Even Israel's Eurovision entries have proved to be hot potatoes over the years. In 1983 Israel's Ofra Haza performed "Hi" which is widely interpreted as a metaphor for Israel. Despite the attempts to destroy the modern Jewish state or the Jewish community, Israel is still alive. This was a significant entry not only because it was performed in Germany, for obvious reasons, but also because the Eurovision stage was in Munich, the scene of the 1972 massacre of Israeli Olympians. Remember though, Eurovision is not a political contest according to the European Broadcasting Union.

In 1998 the Israeli Broadcasting Authority (IBA) selected a trans-gendered artist, Dana International to represent Israel at Eurovision. This caused uproar in the country with ultra-Orthodox Jews, who considered Dana International to be peripheral to their ideal of national identity. Others such as composer Svika Pikk highlighted the fact that it was a chance to promote Israel as a liberal and tolerant country, changing the way the Middle East is imagined. Politician Shlomo Ben-Izri claimed that the decision“symbolised the sickness of a secular Israel”. Such discourses show how seriously some nations approach the Eurovision Song Contest; a Eurovision entry is seen as representative of the entire nation.

The 1999 Eurovision Song Contest in Jerusalem was also dogged by controversy. The interval act featured Dana International singing below Jerusalem’s historic city walls caused further outrage to ultra-Orthodox Jews, who were also incensed at religious lyrics being used in the performance. The rules of the Eurovision Song Contest state that a full dress rehearsal must take place on the Friday evening before the contest. This violated the traditions of the Jewish Sabbath where all activity is forbidden from sunset on Friday through to Saturday evening, again provoking angry reactions from conservatives regardless of the fact that Israelis officially a secular state. A compromise was reached, the IBA held the rehearsal in private. The Israeli entrants of 1999, four-piece boy band Eden, with the song, “Happy Birthday”, was a celebration of the fiftieth anniversary of the foundation of the state of Israel.
At the 2000 contest Israeli representatives, Ping-pong, waved Syrian flags during rehearsals. Israel and Syria were officially in a state of war at the time and Israel’s then Deputy Education Minister, Shlomo Yahalom called for the group’s participation to be banned claiming that they failed to represent national values. The waving of the Syrian flag during rehearsals on Israel’s Independence Day May 10th, in particular, caused further upset to officials who publically boycotted the group leaving them to cover their own expenses. Despite threats from Israeli broadcasting officials to ban the group from performing altogether, they appeared at the 2000 ESC and waved the Syrian flag along with the Israeli flag in a call for peace. Again, Eurovision isn’t a political contest…
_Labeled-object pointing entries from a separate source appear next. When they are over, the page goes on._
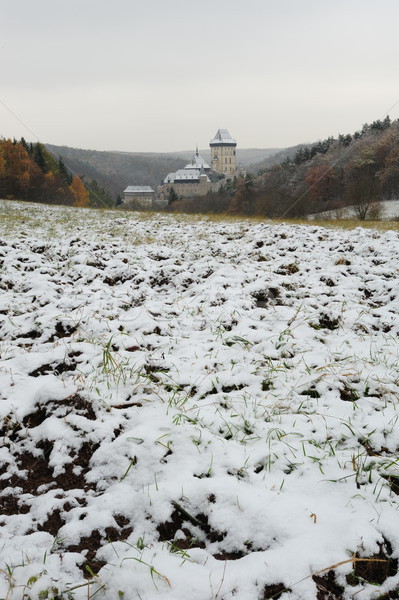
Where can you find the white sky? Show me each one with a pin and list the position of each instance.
(164, 75)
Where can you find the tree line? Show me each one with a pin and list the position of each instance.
(29, 172)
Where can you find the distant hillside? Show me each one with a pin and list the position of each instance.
(116, 170)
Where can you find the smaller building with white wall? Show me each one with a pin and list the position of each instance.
(138, 196)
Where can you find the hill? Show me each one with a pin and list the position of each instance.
(358, 170)
(192, 406)
(116, 170)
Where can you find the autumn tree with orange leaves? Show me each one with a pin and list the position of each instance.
(79, 192)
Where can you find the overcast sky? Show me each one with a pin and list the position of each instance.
(163, 75)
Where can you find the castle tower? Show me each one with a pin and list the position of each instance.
(223, 153)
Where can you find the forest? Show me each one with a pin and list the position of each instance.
(356, 170)
(28, 171)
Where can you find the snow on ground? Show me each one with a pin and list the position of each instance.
(196, 409)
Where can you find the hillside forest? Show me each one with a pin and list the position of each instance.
(29, 172)
(357, 170)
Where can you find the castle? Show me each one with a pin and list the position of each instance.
(197, 178)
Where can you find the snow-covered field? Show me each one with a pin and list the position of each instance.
(196, 409)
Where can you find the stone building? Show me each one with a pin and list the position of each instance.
(138, 196)
(197, 178)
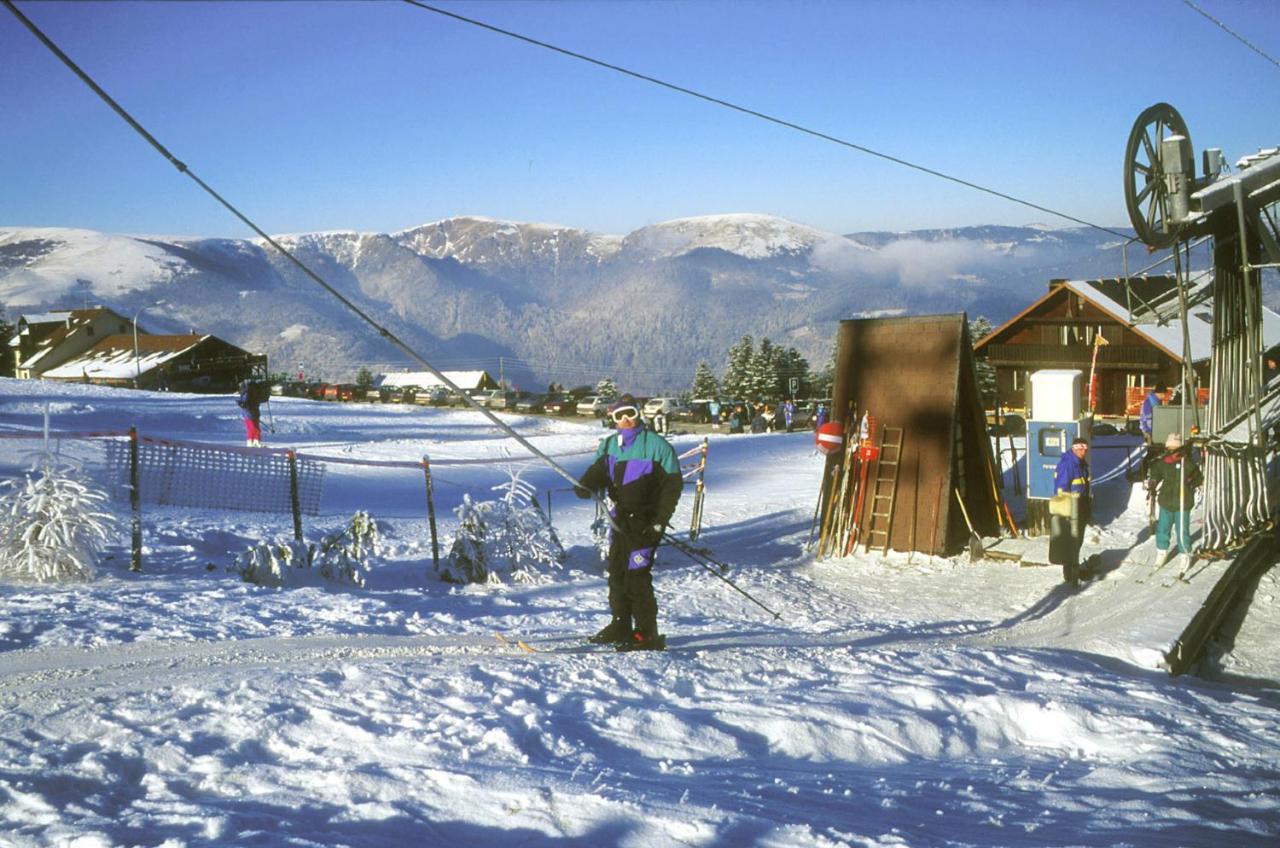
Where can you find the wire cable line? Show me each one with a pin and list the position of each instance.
(182, 168)
(762, 115)
(1232, 32)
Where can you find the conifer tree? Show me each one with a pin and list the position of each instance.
(704, 382)
(978, 329)
(737, 369)
(762, 375)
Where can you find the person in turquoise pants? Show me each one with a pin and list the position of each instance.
(1175, 495)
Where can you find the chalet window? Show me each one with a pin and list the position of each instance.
(1080, 333)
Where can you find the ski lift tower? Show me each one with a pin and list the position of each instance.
(1169, 205)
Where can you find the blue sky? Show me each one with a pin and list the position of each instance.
(380, 115)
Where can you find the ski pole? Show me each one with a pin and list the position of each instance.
(694, 555)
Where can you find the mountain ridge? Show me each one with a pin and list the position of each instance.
(554, 302)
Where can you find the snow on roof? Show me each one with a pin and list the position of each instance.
(426, 379)
(45, 318)
(114, 356)
(1169, 336)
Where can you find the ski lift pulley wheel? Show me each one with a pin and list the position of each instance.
(1146, 194)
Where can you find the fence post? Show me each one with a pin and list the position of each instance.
(135, 502)
(430, 513)
(293, 495)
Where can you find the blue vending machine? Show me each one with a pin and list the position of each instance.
(1055, 423)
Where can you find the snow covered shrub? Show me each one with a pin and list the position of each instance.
(337, 557)
(53, 527)
(510, 536)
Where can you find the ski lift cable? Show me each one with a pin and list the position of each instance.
(762, 115)
(1230, 32)
(182, 168)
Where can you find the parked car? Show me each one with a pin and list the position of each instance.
(562, 404)
(658, 405)
(339, 391)
(592, 405)
(288, 388)
(405, 395)
(695, 413)
(531, 404)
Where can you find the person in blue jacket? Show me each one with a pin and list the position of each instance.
(640, 473)
(1072, 477)
(1148, 404)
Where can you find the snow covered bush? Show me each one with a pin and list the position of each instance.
(510, 536)
(53, 527)
(338, 557)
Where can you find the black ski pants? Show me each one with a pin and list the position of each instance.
(631, 589)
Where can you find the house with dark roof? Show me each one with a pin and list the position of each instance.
(186, 363)
(46, 340)
(1128, 332)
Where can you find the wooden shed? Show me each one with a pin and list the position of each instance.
(915, 378)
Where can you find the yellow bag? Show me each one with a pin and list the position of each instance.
(1061, 504)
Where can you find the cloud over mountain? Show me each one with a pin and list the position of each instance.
(554, 302)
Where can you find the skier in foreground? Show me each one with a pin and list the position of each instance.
(640, 473)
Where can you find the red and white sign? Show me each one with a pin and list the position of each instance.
(831, 437)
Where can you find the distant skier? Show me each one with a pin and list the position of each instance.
(1147, 414)
(251, 410)
(1066, 532)
(1175, 496)
(640, 473)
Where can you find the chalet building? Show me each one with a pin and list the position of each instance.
(184, 363)
(44, 341)
(1142, 338)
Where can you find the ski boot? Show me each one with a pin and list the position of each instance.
(639, 641)
(616, 632)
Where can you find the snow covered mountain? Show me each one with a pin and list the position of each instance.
(556, 302)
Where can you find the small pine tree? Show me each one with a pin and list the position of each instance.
(510, 536)
(341, 557)
(762, 372)
(53, 528)
(5, 334)
(737, 369)
(978, 329)
(704, 382)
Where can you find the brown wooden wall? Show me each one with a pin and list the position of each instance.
(917, 373)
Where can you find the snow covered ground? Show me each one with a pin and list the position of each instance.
(901, 701)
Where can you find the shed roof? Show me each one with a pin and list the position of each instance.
(113, 358)
(1152, 311)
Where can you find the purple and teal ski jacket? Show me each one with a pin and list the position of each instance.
(640, 472)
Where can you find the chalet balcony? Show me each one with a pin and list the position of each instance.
(1110, 356)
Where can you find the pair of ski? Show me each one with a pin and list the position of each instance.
(579, 644)
(1160, 566)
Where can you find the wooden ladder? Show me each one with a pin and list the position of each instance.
(885, 487)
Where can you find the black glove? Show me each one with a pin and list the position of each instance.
(643, 530)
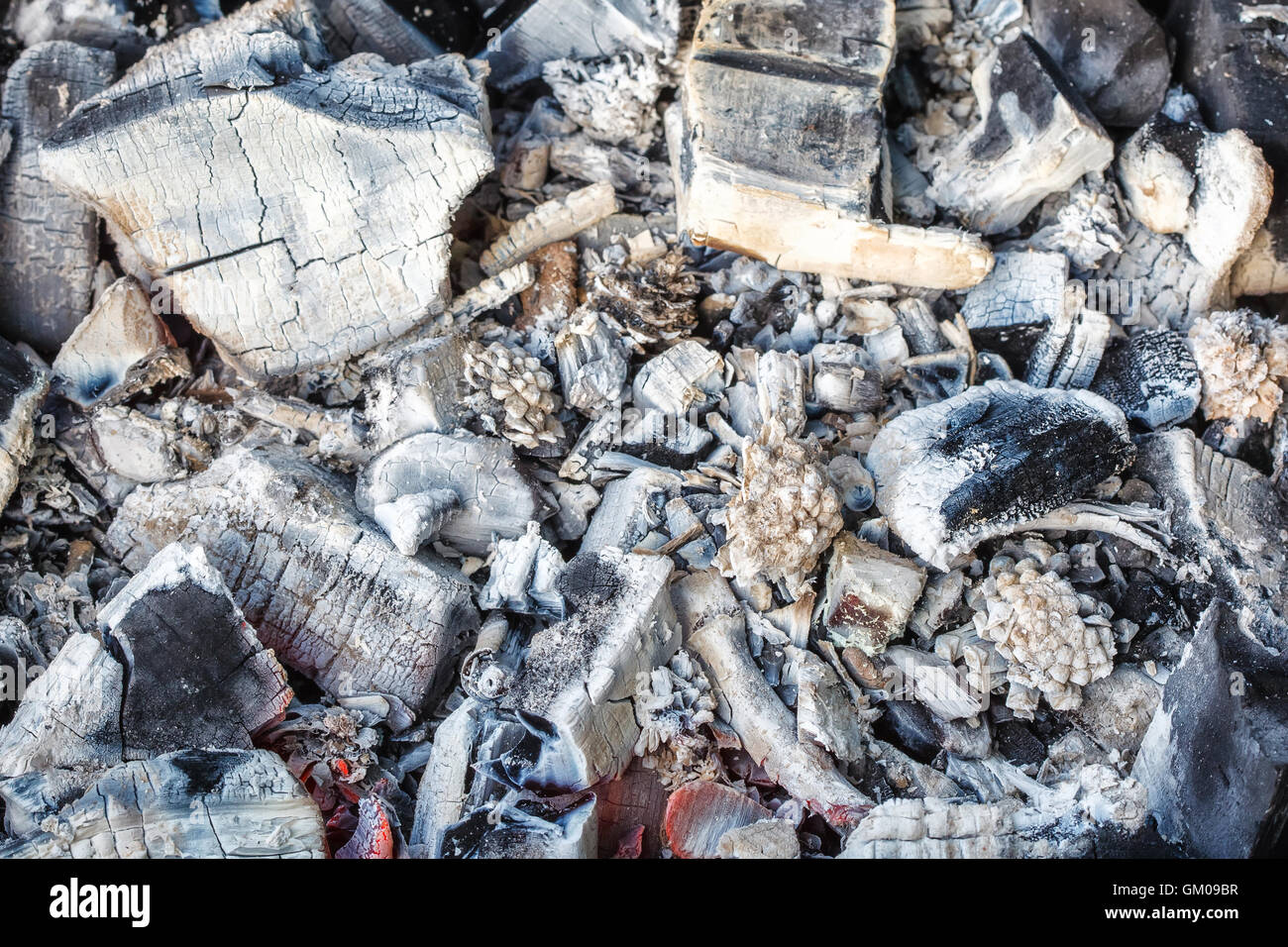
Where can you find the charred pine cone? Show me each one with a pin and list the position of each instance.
(522, 403)
(1052, 637)
(1244, 364)
(652, 304)
(785, 515)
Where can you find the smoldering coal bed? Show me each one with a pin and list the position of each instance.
(643, 428)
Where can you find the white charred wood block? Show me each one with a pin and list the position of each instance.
(1263, 266)
(592, 363)
(465, 489)
(532, 34)
(688, 375)
(338, 432)
(71, 715)
(416, 388)
(197, 676)
(300, 270)
(1229, 522)
(870, 594)
(48, 240)
(1212, 188)
(844, 379)
(825, 711)
(990, 460)
(250, 806)
(524, 577)
(22, 392)
(1159, 282)
(938, 828)
(1035, 138)
(579, 676)
(121, 348)
(778, 154)
(715, 630)
(549, 223)
(934, 682)
(630, 508)
(1024, 290)
(781, 389)
(132, 446)
(281, 531)
(101, 24)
The case of Israel has shown how the Eurovision Song Contest often touches on sensitive subjects such as gender identity, sexuality, religion and politics. Indeed in Israel and Jerusalem, these issues often intrude in even the most unlikely of situations. The reaction of some officials in Israel has shown how seriously they regard Israel’s image. Such controversies therefore represent a struggle in Israel between secularism and religious freedom.

In 2009 Israel's Eurovision entry was called "There Must Be Another Way" and was performed by an Arab-Israeli duo, Mira and Noa. This was the first time an Arab singer had represented Israel and the first time Arabic had been performed under the Israeli flag at Eurovision. Whilst critics can argue that this was merely a clever public relations exercise, it is a significant entry for Israel and indeed for Eurovision. In particular the line "When I cry, I cry for both of us, my pain has no name", struck a chord with me when I saw the news this week. Given the current conflict in the region, which seems to be escalating by the hour, the message in that song is now more pertinent than ever.